News of the decision to purge the file, which is coming to light only three decades later, has stunned and disappointed historians.
“It’s just outrageous, there’s no other word to describe it,” said John English, who wrote an acclaimed biography of Trudeau. “It’s a tragedy that this has happened, and I think the explanation is weak.”
Steve Hewitt, who has spent years chronicling the country’s security services, called the destruction “a crime against Canadian history.”
“This wanton destruction cries out for parliamentary intervention to ensure that historically significant documents held by government agencies are preserved instead of being made to disappear down an Orwellian memory hole,” said Hewitt, a senior lecturer at the University of Birmingham.

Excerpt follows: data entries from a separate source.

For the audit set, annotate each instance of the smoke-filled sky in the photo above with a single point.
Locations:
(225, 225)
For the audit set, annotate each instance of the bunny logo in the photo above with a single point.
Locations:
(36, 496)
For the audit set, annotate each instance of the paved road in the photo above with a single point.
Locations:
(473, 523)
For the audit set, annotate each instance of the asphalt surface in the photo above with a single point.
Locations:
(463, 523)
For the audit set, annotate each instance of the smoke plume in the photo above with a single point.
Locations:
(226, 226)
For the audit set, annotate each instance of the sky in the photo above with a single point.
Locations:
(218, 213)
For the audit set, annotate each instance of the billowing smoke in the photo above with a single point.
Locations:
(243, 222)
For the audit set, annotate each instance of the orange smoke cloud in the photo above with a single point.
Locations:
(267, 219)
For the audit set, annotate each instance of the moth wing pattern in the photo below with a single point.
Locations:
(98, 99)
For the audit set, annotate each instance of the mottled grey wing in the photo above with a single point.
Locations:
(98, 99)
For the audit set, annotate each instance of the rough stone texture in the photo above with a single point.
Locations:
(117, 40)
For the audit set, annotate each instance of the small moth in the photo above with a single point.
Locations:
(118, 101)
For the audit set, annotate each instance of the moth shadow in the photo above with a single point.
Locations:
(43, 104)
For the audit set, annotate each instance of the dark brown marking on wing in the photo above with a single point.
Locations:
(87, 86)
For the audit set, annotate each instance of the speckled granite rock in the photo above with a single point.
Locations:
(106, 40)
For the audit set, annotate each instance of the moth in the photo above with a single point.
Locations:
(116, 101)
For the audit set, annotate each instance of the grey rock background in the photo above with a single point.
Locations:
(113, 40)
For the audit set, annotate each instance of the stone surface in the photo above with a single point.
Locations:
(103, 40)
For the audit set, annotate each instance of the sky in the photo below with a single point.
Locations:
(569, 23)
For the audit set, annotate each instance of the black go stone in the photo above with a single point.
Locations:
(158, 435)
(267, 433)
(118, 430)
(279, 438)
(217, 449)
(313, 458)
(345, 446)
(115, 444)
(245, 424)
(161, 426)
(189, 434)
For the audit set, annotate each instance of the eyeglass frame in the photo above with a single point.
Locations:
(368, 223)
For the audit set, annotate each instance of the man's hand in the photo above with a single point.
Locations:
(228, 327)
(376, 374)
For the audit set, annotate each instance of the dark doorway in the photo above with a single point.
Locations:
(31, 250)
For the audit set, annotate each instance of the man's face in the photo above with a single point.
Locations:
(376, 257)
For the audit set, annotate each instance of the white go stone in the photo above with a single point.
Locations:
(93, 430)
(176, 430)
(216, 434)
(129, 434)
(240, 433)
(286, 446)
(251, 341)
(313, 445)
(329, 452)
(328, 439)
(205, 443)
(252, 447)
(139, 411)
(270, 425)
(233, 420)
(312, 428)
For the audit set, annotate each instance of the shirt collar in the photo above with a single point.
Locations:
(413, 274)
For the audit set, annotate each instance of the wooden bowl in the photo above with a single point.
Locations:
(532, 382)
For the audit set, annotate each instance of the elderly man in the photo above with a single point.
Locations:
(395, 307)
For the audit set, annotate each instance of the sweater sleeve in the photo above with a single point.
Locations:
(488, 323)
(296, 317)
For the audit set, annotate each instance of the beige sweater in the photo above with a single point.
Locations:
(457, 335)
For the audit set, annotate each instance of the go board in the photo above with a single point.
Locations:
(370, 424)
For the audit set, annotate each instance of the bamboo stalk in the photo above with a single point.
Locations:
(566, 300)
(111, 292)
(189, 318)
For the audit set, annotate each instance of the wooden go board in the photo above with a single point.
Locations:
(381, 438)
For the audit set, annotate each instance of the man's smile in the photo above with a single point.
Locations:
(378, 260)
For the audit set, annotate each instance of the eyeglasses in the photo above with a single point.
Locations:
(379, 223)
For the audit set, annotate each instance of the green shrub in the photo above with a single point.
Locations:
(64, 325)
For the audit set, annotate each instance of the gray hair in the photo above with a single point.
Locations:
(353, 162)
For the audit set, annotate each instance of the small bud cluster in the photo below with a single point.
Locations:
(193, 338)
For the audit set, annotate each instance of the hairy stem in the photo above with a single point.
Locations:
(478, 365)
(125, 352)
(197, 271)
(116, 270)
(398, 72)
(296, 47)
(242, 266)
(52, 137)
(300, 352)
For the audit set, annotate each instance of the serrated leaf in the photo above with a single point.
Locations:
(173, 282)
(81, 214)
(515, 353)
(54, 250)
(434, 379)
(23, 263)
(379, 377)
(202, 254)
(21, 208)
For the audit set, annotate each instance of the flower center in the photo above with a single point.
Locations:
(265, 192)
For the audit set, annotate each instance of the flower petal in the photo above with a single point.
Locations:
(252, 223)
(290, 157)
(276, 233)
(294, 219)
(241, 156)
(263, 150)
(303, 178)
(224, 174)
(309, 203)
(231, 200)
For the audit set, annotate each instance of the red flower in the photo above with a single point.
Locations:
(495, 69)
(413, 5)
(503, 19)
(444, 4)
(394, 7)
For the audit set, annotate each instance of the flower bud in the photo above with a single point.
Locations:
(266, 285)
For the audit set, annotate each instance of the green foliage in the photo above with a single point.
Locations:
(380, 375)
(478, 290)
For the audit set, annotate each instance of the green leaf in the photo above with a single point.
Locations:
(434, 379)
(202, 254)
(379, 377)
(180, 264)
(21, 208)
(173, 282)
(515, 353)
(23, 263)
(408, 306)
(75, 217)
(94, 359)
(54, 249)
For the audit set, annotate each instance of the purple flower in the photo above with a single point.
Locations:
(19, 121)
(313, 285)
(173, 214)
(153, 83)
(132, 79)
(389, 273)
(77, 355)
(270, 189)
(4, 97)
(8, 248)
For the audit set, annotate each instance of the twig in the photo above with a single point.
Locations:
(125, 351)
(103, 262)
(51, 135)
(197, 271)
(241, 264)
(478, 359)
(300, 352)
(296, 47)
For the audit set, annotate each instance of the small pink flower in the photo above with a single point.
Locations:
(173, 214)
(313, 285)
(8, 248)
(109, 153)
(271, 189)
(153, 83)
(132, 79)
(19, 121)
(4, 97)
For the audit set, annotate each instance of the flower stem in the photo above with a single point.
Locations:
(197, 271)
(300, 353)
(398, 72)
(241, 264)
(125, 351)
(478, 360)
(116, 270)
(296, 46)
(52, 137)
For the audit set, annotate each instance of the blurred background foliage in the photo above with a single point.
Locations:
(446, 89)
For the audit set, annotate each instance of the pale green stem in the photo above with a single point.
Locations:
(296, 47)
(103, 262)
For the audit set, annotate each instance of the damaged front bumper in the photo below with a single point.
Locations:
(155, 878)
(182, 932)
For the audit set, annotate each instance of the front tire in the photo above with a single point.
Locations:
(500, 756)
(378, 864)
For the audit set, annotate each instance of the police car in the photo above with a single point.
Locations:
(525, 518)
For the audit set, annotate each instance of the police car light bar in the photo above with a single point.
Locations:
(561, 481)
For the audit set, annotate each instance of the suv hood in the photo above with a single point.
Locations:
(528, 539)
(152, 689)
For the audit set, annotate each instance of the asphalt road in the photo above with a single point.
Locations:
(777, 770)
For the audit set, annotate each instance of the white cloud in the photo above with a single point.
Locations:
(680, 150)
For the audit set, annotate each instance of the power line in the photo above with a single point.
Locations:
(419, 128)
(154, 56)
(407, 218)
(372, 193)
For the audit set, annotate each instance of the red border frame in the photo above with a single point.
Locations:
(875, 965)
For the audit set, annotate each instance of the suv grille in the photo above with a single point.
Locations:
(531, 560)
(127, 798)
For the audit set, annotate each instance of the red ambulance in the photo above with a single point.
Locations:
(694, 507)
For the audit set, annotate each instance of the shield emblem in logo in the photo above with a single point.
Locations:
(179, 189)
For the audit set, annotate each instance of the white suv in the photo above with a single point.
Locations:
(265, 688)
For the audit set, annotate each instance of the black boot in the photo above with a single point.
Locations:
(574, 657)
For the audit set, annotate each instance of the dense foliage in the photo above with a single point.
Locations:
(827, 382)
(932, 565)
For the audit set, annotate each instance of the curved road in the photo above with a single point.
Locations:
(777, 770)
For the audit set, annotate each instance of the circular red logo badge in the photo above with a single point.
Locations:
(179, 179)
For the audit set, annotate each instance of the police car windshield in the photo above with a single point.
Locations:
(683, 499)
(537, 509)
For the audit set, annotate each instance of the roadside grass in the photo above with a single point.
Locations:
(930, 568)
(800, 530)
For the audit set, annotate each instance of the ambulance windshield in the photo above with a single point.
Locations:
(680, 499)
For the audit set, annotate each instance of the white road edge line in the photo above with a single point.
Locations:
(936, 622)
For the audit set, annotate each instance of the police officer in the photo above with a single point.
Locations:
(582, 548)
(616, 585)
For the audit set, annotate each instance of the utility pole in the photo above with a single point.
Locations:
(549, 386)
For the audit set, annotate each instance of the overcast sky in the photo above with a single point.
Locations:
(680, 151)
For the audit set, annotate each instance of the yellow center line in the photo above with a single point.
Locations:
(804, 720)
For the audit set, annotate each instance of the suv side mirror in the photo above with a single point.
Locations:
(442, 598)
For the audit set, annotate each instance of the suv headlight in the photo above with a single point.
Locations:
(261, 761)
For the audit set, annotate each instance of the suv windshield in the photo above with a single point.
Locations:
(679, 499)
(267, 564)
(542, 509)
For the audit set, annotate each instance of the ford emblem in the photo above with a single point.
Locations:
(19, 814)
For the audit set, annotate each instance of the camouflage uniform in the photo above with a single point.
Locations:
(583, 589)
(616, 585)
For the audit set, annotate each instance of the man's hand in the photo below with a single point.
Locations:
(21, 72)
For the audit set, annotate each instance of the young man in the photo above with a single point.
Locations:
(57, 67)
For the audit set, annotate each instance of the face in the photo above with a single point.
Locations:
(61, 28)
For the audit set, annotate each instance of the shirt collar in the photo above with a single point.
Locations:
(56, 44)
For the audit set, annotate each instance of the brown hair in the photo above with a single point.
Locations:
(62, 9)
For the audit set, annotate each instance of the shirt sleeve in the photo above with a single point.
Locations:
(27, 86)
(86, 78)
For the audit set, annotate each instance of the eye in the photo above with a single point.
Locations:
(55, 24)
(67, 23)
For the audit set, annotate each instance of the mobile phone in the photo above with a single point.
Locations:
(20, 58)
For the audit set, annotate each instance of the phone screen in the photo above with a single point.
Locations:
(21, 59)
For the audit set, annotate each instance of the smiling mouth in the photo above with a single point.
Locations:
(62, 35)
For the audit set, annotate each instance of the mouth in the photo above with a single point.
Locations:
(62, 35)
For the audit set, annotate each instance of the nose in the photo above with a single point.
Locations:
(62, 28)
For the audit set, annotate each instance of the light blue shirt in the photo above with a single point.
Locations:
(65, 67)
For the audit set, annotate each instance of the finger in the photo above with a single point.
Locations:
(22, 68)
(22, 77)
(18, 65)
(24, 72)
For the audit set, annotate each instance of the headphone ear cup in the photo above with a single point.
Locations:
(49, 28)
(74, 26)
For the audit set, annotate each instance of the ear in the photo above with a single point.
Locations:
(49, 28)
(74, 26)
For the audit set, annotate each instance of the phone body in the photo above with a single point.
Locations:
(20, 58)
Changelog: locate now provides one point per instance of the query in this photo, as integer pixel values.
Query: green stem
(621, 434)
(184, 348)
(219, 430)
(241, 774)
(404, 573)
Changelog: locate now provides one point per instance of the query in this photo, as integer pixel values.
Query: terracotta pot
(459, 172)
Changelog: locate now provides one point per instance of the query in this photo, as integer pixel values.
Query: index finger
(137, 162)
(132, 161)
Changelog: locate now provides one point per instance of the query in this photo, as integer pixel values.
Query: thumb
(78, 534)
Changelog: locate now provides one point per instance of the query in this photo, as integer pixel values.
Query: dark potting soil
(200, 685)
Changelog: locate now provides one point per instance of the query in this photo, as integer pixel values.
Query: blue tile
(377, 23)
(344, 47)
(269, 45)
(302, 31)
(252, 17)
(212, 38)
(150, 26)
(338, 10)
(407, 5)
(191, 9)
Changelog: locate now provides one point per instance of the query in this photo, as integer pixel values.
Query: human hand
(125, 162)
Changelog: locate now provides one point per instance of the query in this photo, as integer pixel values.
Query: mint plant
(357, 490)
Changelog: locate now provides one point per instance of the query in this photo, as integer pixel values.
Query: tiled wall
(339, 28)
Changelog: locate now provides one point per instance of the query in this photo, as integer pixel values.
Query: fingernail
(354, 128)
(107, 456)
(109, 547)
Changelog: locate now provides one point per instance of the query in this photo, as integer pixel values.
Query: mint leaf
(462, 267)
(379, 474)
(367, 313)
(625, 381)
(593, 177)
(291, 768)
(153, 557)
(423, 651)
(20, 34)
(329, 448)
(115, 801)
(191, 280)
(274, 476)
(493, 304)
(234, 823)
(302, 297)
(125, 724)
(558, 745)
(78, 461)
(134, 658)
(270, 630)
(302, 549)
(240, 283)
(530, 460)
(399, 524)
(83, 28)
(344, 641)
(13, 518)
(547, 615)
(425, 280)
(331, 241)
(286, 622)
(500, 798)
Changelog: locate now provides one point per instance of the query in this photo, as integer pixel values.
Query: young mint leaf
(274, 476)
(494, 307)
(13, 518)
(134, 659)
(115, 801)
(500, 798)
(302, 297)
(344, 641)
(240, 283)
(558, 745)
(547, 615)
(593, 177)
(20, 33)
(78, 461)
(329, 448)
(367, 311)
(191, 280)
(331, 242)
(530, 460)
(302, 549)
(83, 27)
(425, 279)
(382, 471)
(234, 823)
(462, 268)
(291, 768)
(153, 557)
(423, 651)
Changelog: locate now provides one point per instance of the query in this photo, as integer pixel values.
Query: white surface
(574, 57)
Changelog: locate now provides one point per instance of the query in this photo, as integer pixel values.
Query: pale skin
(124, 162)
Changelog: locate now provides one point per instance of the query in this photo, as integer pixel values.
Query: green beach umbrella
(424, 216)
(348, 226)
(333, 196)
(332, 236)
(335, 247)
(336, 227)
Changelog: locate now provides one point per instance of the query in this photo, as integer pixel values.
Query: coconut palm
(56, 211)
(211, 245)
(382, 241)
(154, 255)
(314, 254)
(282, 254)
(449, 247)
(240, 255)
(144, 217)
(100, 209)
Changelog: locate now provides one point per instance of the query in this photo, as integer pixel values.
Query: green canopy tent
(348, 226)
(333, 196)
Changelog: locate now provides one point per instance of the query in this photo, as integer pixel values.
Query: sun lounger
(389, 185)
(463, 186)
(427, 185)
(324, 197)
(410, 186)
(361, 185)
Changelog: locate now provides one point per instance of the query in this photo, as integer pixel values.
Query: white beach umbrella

The Trudeau file was among hundreds of thousands the Mounties inherited in the 1980s after the RCMP Security Service was dissolved following a series of scandals.
In a bid to uncover subversives out to disrupt the established order, RCMP spies eyed a staggering variety of groups and individuals, from academics and unions to environmentalists, peace groups and even politicians.
In 1988, James Kelleher, the federal minister responsible for CSIS at the time, directed the spy service to sort through the resulting heap of files.
Some RCMP records — including voluminous files on Quebec premier Rene Levesque and NDP leaders David Lewis and Tommy Douglas — were sent to the national archives.
Others were destroyed, including dossiers on prime ministers John Diefenbaker and Lester Pearson. Still other files, judged to have current value at the time, went to CSIS’s active intelligence holdings.
Security records on individuals become eligible for disclosure under the Access to Information Act only 20 years after a person’s death. Until then, even the existence of a file is secret due to privacy considerations.
Rumours of a file on Trudeau, Canada’s third-longest serving prime minister, have circulated for decades.
A 1959 memo in the RCMP’s Levesque file indicates undercover officers duly noted Trudeau’s attendance at a gathering hosted by a Montreal artist.
The U.S. Federal Bureau of Investigation, which has long worked closely with the Mounties, kept watch on Trudeau for more than 30 years, charting his path from globetrotting public intellectual who visited the Soviet Union in the early 1950s through his time as a Liberal prime minister.
The bureau’s heavily censored, 151-page dossier was released under the U.S. Freedom of Information Act just months after Trudeau’s death in September 2000, in keeping with American disclosure practices.
The Canadian Press recently requested the former prime minister’s RCMP file under the access law from Library and Archives Canada and CSIS prior to the 20th anniversary of his passing next year, given that it can take many months to process such applications.
The archives swiftly replied that it does not have a Trudeau dossier. CSIS said its records indicate the file was destroyed on Jan. 30, 1989.